2 200 250 [0.0013, …, 0.0013] MS:1003089 […]
2 350 400 [0.0014, …, 0.0014] MS:1003089 […]
2 400 450 [0.0013, …, 0.0014] MS:1003089 […]

This example uses a delta-encoding for the m/z array chunks’ values, which can be efficiently reconstructed with very high precision for 64-bit floats. The m/z values within the mz_chunk_values list aren’t accessible to the page index, but the _chunk_start and _chunk_end columns are. The chunk values are still subject to Parquet encodings so they can be byte shuffled as well which further improves compression.

The chunked layout’s column naming rules:

  1. <entity>_index (integer): The index key for the entity this chunk belongs to.
  2. <array_name>_chunk_start (float64): The first coordinate value in this chunk, where it starts at inclusively. This array’s entry in the array index’s buffer_format MUST be chunk_start.
  3. <array_name>_chunk_end (float64): The last coordinate value in this chunk, where it ends at inclusively. This array’s entry in the array index’s buffer_format MUST be chunk_end.
  4. <array_name>_chunk_values (list): The encoded coordinates from array_name according to the chunk_encoding column. This array’s entry in the array index’s buffer_format MUST be chunk_values.
  5. chunk_encoding (CURIE): The method by which <array_name>_chunk_values were encoded.

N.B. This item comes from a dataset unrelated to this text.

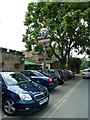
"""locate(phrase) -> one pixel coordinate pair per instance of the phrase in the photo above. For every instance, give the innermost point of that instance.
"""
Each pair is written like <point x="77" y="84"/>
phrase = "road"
<point x="69" y="100"/>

See Chunk Encodings for more details. This array’s entry in the array index’s buffer_format MUST be chunk_encoding.

All other columns are expected to be list arrays whose names are simply their array_name as described in the index with buffer_format chunk_secondary, or surrogate arrays with the buffer format chunk_transform.

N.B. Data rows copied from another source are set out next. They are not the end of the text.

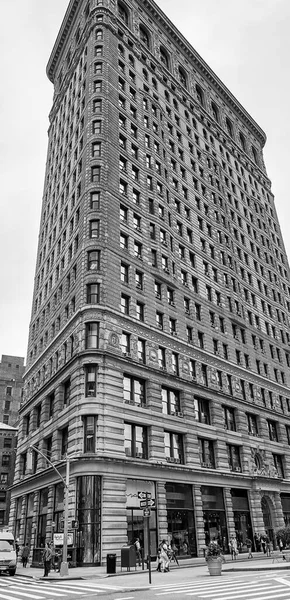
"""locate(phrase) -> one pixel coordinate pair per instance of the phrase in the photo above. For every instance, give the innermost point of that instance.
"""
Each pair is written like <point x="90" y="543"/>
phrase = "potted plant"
<point x="214" y="558"/>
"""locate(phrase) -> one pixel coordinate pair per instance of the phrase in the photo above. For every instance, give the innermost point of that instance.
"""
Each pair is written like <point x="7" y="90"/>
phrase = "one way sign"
<point x="147" y="503"/>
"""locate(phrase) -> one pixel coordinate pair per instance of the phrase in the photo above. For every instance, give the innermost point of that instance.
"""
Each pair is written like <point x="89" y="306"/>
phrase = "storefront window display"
<point x="242" y="517"/>
<point x="136" y="523"/>
<point x="214" y="515"/>
<point x="28" y="520"/>
<point x="180" y="518"/>
<point x="42" y="516"/>
<point x="58" y="506"/>
<point x="89" y="518"/>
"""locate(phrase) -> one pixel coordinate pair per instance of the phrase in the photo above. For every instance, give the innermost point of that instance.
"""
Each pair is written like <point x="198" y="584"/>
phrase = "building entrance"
<point x="267" y="517"/>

Splitting Data Into Chunks

The process for constructing a chunk table for a signal entry may break in any pattern so long as the chunks are non-overlapping and ascending. The chunking procedure needs to be null-aware, particularly aware of null pairs used to denote masked regions. An algorithm for producing equal width chunks is given below. The granularity of the chunking is configurable, trading off random access granularity vs. compression efficiency.

Python code for partitioning chunks of up to width k with null pairs present
import pyarrow as pa

def null_chunk_every(data: pa.Array, width: float) -> list[tuple[int, int]]:
    """
    Partition a sorted numerical array into segments spanning `width` units.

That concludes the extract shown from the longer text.